Ohio’s Car-Centric Transpo Policy Harms the Poor, Elderly & People of Color
by Samuel Gresham Jr. on June 6, 2011Good evening. My name is Samuel Gresham Jr. and I am the executive director of the Ohio Commission on African-American Males. Our mission is to help African-American males take responsibility for the improvement of the quality of their lives, by dismantling structural inequality through public policy advocacy, community organizing, and research.
…Transportation investment in Ohio has produced an inhospitable landscape for low-income people, people with disabilities, and the elderly. People of color are disproportionately disadvantaged by the current state of transportation through the cost of car ownership, under-investment in public transportation, and thoroughfares that have isolated low-income people and struggling families from jobs and services.
This is the civil rights dilemma of Ohio: Our laws purport to level the playing field, but our transportation choices have effectively barred millions of people from getting across it. Traditional nondiscrimination protections do not protect the people for whom opportunities are literally out of reach.
For this reason, our transportation policies [must] expand and improve access to people for whom the cost of car ownership is prohibitive and for those who may depend on public transportation, including older adults, people with disabilities, people in rural areas, and low-income people. Thoroughfares have exacerbated transportation inequities by extending the gaps between housing and jobs. Equity agendas should favor fixing existing infrastructure and incentivizing fill-in development in metro areas.

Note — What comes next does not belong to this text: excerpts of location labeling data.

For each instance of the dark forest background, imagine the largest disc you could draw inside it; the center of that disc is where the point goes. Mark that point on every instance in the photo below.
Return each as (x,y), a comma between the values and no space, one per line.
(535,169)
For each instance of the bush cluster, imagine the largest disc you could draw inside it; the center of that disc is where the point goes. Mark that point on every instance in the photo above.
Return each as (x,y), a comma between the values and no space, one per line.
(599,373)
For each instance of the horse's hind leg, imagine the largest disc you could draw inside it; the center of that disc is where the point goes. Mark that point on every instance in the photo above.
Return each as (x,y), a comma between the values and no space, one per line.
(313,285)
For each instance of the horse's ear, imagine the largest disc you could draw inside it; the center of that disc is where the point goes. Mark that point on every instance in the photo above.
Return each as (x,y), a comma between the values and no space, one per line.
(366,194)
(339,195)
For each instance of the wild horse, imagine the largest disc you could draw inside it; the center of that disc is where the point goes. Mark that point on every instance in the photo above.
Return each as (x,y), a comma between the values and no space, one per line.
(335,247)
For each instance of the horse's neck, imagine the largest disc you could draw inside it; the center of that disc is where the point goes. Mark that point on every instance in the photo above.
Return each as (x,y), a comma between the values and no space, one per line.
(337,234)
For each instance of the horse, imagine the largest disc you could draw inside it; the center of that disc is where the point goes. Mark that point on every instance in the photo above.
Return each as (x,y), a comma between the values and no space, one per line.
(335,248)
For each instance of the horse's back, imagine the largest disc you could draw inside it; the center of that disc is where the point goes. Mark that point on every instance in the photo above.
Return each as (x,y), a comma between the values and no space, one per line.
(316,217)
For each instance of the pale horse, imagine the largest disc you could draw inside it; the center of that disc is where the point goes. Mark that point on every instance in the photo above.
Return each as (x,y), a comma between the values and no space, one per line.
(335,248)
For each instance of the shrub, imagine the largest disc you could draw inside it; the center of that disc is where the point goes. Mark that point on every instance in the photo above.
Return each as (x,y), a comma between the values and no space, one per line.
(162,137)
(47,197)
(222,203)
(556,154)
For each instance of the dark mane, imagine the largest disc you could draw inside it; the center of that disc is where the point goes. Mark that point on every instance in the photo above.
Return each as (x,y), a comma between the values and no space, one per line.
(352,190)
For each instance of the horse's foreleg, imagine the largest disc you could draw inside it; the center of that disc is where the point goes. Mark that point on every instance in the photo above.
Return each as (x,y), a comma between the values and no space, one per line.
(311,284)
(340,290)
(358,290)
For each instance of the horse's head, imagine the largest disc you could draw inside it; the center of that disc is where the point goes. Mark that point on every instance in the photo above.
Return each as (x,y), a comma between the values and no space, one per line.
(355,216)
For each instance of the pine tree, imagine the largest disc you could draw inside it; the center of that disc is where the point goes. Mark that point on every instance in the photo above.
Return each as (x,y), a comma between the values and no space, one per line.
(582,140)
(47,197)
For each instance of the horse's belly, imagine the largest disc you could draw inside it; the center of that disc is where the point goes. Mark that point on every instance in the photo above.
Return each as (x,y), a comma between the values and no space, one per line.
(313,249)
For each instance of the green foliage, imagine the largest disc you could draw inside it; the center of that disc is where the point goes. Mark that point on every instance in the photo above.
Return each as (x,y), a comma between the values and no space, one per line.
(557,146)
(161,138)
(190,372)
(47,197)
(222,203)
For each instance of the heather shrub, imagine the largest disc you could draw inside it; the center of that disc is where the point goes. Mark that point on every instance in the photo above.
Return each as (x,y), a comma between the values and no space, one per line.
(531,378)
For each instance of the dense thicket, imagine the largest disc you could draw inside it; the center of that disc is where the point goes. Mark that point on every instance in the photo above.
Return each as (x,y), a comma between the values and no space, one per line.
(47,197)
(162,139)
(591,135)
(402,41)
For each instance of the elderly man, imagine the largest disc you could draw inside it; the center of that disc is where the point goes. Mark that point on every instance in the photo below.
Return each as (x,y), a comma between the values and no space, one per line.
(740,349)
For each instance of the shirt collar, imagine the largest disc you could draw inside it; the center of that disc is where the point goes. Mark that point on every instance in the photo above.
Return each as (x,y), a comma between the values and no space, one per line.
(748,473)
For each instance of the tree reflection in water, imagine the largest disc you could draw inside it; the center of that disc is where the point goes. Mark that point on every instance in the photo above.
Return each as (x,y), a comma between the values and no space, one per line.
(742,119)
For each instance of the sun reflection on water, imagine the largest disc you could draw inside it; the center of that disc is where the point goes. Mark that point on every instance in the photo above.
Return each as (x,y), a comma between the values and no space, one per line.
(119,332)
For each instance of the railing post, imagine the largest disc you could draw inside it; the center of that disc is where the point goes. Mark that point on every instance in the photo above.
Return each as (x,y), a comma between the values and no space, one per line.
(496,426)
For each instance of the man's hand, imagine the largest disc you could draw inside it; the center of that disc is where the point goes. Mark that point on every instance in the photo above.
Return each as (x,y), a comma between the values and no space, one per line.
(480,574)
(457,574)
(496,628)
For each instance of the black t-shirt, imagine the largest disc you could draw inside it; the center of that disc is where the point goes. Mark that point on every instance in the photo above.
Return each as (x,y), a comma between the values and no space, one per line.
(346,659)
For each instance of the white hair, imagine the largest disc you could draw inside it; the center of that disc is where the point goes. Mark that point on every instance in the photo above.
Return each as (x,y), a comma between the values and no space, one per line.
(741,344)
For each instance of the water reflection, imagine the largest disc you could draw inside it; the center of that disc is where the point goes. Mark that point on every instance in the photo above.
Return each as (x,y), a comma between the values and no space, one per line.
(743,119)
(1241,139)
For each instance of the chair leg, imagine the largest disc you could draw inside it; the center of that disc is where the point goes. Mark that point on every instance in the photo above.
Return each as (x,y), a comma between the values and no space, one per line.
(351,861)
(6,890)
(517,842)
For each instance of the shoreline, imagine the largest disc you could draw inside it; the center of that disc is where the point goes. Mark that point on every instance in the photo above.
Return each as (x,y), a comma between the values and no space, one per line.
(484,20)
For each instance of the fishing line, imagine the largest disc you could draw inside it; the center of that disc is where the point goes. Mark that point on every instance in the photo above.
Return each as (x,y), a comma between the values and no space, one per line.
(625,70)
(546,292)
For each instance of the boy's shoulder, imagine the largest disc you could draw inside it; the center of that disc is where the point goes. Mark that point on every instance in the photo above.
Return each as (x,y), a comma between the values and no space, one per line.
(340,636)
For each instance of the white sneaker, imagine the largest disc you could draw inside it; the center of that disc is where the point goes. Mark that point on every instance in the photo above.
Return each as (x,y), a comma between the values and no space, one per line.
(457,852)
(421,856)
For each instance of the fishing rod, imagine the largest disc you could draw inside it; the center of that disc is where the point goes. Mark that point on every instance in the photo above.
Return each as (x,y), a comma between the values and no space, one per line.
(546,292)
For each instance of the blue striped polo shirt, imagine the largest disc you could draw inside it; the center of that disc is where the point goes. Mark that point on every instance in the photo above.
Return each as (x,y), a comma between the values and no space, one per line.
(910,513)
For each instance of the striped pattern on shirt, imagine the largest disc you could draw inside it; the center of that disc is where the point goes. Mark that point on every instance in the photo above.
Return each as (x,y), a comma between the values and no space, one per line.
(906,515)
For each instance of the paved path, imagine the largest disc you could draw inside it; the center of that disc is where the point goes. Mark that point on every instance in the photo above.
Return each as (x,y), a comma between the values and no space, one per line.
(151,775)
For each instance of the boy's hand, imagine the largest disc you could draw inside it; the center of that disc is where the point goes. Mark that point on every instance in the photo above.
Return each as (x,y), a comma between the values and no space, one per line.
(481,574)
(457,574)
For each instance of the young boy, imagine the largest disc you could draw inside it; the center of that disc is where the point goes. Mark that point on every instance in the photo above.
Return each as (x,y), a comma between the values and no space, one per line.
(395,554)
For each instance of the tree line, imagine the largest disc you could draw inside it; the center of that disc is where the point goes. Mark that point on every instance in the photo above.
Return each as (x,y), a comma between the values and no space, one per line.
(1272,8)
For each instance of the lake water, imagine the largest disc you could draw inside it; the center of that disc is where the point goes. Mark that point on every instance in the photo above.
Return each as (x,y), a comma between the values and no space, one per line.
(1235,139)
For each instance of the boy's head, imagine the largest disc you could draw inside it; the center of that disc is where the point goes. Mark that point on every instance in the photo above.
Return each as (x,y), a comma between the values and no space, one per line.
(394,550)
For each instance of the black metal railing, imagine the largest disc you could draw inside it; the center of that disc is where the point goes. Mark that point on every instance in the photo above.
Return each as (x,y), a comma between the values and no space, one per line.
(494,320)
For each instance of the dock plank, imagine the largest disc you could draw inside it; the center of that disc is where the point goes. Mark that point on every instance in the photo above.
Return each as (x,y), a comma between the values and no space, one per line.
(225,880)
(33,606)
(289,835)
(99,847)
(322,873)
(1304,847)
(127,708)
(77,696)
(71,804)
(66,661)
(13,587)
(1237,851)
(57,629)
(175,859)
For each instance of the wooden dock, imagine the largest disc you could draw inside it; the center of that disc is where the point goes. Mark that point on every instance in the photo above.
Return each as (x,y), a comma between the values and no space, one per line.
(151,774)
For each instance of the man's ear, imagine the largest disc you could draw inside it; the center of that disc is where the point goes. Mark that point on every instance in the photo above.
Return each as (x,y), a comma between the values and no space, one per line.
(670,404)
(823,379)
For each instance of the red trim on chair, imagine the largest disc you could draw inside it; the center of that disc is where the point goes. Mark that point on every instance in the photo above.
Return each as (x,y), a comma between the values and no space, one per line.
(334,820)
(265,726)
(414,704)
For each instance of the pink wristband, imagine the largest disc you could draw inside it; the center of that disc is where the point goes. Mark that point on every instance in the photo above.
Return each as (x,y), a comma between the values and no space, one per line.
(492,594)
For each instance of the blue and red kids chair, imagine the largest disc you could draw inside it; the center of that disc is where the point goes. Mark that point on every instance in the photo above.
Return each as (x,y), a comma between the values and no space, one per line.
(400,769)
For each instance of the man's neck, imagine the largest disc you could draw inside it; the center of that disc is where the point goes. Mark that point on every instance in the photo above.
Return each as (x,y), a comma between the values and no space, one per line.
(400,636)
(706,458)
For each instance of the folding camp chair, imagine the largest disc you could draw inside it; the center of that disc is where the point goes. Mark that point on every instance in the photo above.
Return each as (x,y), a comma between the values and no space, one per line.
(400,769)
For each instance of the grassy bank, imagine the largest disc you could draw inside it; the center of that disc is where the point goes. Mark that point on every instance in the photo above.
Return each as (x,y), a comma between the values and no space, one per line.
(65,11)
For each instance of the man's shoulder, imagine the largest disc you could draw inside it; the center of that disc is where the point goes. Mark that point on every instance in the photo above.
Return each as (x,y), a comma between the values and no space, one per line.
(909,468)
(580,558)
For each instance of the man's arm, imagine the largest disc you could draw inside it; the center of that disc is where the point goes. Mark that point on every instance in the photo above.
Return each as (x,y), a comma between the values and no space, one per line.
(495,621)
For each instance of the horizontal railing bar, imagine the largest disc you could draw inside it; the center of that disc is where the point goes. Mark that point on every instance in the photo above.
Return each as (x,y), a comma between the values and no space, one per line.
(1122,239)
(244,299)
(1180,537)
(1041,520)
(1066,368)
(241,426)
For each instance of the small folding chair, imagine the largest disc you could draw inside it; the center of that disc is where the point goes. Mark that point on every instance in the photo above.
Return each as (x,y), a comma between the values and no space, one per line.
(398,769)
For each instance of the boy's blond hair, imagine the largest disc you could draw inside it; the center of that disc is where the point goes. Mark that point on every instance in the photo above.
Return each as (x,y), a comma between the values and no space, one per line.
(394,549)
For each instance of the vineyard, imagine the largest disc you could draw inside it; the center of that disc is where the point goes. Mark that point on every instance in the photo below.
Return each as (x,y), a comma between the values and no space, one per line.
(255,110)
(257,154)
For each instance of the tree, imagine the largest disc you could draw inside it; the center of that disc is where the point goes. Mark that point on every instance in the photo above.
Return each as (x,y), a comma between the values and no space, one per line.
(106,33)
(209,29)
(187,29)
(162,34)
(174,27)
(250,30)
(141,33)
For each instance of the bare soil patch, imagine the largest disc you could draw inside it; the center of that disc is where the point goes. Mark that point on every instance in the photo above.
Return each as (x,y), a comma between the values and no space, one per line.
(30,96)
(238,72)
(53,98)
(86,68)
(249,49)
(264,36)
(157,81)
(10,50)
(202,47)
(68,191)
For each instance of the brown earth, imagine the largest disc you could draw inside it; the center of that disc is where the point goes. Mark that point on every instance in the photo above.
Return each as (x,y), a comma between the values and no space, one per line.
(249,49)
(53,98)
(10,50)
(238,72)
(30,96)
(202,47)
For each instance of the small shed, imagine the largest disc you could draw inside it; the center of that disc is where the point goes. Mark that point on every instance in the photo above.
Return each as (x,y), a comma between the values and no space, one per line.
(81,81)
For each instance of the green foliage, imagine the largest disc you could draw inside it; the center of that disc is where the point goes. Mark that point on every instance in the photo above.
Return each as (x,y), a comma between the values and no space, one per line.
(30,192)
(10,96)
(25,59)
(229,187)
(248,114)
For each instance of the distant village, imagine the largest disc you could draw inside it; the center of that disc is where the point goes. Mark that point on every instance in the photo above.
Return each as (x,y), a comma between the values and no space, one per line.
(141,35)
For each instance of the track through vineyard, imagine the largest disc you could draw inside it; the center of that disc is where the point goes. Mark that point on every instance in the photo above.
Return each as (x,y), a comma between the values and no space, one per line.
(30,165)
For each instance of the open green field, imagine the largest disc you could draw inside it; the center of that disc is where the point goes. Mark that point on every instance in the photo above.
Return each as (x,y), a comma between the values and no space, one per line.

Ohio invests 99 percent of its transportation resources on highways, leaving less than 1 percent for public transportation, putting it 40th in the nation. All the states in the nation that spend less on transit then Ohio are more rural states, with an average population of only 20 percent of Ohio’s. Nearly 9 percent of Ohio’s households have no vehicle. Despite the need for public transportation, Ohio’s transit agencies have been forced to slash transit services and raise fares. A decade ago, federal operating funds for public transportation systems serving communities of more than 200,000 were severely cut. Most states dramatically increased support for public transportation; the state of Ohio has cut funding by 75 percent since 2002.
Ohio’s transportation policy needs to support a wide range of choices and users, not just car travel on highways and roadways. Studies show that 60 percent of bus trips in Ohio are work-related, and that people under the age of 40 are less likely to own cars. Ohio’s younger adults need access to education, jobs, and entertainment without needing a car. Seniors or people with disabilities may not be able to use a car or may not want to drive. Innovative transportation solutions are needed in Ohio’s suburbs and rural areas; these communities have a tremendous need to access employment and services.
It seems obvious, but people without cars can’t get to work to participate in the economy if there is no transit access to the jobs or if the transit is excessively slow or unreliable. Public transportation and transit-supportive land use policies are one way to give people a hand up instead of hand out. More people with jobs means fewer people receiving government assistance and more government tax revenue. It probably would also lead to less segregation, better schools, and safer neighborhoods. Who wouldn’t love that?


It harms the whole regional economy in as much as a healthy and popular transit system is something business leaders seek when exploring locations for new operations- especially in national and international enterprises. Instead Columbus’ elites perform a ritualistic small-town mouthing of ‘problems’ such as the abundance of COTA patrons on High Street, tacitly approving the notion that transit customers are not desireable. Common sense suggestions such as Evans’ are not considered in an environment where leaders could only be made happier if downtown bus patrons were segregated even more and made to wear a yellow star on their clothing.